Run a processing job
myJob <- runJob(myJob)
# check for error on submission
myJob$err
myJob$err
should return zero if successfully submitted.
We can monitor progress within R using checkJobCompleted
and related functions:
checkJobRunning("Test001")
checkJobCompleted("Test001")
checkJobcheckJobFailed("Test001")
or at the linux command line, we can monitor progress using bjobs
:
bjobs -a -J Test001
which returns either RUN
(still running), EXIT
(failed and stopped), or DONE
(completed successfully).
Output
Finally we collect all the output files produced by the individual processors and concatenate them together with the function get_essential_output_df
:
df_essn <- get_essential_output_df(myJob$job_name, myJob$station_dir)
dim(df_essn)
str(df_essn)
So far, this is only done for “essentials” output, but can be extended to other outputs.

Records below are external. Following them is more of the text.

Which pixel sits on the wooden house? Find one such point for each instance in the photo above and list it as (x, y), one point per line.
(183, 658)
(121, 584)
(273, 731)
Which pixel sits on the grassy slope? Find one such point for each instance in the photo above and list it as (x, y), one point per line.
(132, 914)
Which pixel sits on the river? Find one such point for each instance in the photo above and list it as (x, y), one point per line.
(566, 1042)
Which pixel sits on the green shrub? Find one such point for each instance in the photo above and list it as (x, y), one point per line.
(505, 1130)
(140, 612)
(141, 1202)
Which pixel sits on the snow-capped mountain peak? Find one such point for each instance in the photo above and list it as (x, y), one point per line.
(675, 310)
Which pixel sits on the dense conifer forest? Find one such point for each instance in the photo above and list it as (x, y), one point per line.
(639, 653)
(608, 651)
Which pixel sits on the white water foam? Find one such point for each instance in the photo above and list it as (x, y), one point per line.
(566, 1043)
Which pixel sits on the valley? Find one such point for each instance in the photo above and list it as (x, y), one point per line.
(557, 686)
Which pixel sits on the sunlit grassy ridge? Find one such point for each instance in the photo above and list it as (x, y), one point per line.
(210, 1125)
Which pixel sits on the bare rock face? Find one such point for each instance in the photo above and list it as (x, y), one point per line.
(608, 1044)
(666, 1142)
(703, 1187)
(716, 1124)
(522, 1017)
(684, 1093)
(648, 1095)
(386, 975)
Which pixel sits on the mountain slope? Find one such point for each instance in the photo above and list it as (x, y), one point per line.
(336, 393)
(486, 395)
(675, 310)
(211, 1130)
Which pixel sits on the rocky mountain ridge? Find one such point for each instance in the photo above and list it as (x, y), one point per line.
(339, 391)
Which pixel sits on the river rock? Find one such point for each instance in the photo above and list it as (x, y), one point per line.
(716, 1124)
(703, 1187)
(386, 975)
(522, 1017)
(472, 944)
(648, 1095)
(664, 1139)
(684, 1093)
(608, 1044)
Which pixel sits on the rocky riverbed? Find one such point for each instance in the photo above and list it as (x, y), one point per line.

Automatic processing using dropbox
An alternative way of seting up processing jobs, once the raw data and project/metadata/biomet files have been uploaded, is to use dropbox.
A dropbox folder can be shared with users
https://www.dropbox.com/home/eddystore_jobs
where they can place job request files. These must be named df_job_requests.csv
and have a fixed file format with user_email, job_name, siteID, stationID, procID, startDate, endDate, nProcessors
. An example is shown below, with two jobs, given arbitrary (but unique) job names:
user_email,job_name,siteID,stationID,procID,startDate,endDate,nProcessors plevy@ceh.ac.uk,JR0015,EB,EasterBush,CO2_H2O,01/07/2008 00:00,04/07/2008 23:30,4 plevy@ceh.ac.uk,JR0016,Balmoral,Balmoral,CO2_H2O,10/07/2018 00:00,14/07/2018 23:30,4
Currently, the system checks for new job requests once per hour (at 10 past) and creates and runs these jobs. This could be e.g. every 5 minutes when the system is live. Output is passed to the group workspace public folder where any error messages are shown and the concatenated “essentials” output file can be downloaded when the job is completed. A web interface will be produced which writes these job request files, via drop-down menus and selecting from available data.